Je me rappelle avoir promis une suite relativement rapide lorsque j'ai posté la seconde partie fin juillet ... et bien voilà, nouveau hiatus de deux mois :) Je vais finir par faire de la concurrence à Sherlock. Entre mon entrée dans les études supérieures et mon aménagement dans une ville que je ne connaissais pas, j'ai largement mis l'écriture de côté. Sorry ...
Bref, je me suis fixé comme objectif de finir cette fiction avant la sortie de la dernière partie de Mockingjay (ce qui me laisse plus d'un an), étant donné que j'ai prévu neuf parties plus un épilogue. J'essayerai d'alterner les points de vue entre Effie et Haymitch parce qu'on m'a fait la remarque que si les émotions d'Effie étaient bien retranscrites dans la première partie, on sentait qu'Haymitch était un peu en retrait. Je vais donc tâcher de m'améliorer sur ce point ! :)
(je m'excuse d'avance si le vocabulaire juridique n'est pas le bon, j'ai fait quelques recherches avant mais j'ai bien vite abandonné devant tant de complexité ... si certaines choses ne tiennent pas la route dites le moi)
Bonne lecture !
Troisième partie - Le blanc de ses joues
.
.
.
Haymitch attend. Le procès commence à neuf heures. La salle se remplie petit à petit. Derrière la table des juges, Haymitch reconnaît certains des dirigeants du Treize, habillés pour l'occasion d'une longue robe rouge. Mais combien d'entre eux sont réellement des Juges ? Des gens capables de donner un verdict juste et équitable. Plutarch Heavensbee fait son entrée, portant son plus beau costume et vient s'asseoir à côté de lui, sur le banc des avocats et témoins de l'accusé.
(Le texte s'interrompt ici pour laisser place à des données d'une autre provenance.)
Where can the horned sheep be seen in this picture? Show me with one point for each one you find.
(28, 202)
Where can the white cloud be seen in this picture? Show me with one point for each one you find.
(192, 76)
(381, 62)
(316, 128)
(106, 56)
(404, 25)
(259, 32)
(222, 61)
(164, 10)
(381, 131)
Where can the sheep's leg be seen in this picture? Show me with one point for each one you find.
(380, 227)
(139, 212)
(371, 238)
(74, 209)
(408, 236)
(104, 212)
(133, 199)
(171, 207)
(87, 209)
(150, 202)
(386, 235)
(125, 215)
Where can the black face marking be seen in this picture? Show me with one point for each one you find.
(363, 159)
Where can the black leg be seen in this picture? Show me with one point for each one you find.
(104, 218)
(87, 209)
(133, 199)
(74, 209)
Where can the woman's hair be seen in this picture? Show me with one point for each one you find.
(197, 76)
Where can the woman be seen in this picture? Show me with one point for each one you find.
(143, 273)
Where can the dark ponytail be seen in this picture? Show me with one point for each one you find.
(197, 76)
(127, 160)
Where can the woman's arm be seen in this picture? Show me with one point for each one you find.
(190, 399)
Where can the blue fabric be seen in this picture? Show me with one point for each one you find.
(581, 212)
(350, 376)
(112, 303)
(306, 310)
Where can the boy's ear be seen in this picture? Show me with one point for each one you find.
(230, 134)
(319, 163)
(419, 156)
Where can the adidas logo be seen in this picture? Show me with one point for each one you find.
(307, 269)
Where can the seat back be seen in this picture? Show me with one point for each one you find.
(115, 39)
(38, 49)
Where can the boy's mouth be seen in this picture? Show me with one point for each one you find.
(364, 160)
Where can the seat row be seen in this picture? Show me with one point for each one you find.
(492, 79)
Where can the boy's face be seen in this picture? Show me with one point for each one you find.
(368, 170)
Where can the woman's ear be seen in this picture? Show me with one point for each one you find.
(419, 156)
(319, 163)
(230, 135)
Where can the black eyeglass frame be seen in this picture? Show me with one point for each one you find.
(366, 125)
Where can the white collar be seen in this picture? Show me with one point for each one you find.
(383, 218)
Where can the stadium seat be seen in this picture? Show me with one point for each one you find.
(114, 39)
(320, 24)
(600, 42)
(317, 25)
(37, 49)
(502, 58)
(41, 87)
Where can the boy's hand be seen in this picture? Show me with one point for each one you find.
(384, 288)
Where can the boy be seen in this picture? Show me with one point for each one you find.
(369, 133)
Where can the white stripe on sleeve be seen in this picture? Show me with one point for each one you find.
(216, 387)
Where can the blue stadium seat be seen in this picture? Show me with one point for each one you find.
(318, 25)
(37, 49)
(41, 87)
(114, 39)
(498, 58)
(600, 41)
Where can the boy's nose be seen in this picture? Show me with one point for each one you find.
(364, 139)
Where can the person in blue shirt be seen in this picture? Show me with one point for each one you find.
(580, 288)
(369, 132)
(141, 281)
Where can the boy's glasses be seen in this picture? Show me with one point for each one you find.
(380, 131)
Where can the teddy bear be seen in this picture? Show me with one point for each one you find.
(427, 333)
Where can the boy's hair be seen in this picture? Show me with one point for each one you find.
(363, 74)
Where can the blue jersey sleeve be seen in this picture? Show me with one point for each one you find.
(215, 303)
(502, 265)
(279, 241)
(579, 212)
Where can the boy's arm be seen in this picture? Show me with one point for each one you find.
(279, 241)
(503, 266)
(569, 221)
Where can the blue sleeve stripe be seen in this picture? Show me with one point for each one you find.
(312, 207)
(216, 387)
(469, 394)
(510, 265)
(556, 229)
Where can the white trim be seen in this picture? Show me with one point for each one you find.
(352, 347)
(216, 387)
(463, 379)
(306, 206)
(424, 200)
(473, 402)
Serrant la main d'Haymitch avec gravité, Plutarch pose sa mallette sur la table.
Un silence de plomb s'installe lorsque Coin, elle aussi vêtue d'une robe de Juge rouge, entre dans la salle. Son visage est impassible, mais Haymitch discerne dans son regard gris une lueur de victoire. Elle s'imagine déjà avoir gagné. Prenant place au centre de la table des Juges, la présidente du Treize demande comme le veut la procédure, le silence de la salle, bien que celle-ci soit déjà muette. Elle se lève alors, le dos bien droit et fixe la double porte en face d'elle.
- Faites entrer l'accusée, dit-elle froidement.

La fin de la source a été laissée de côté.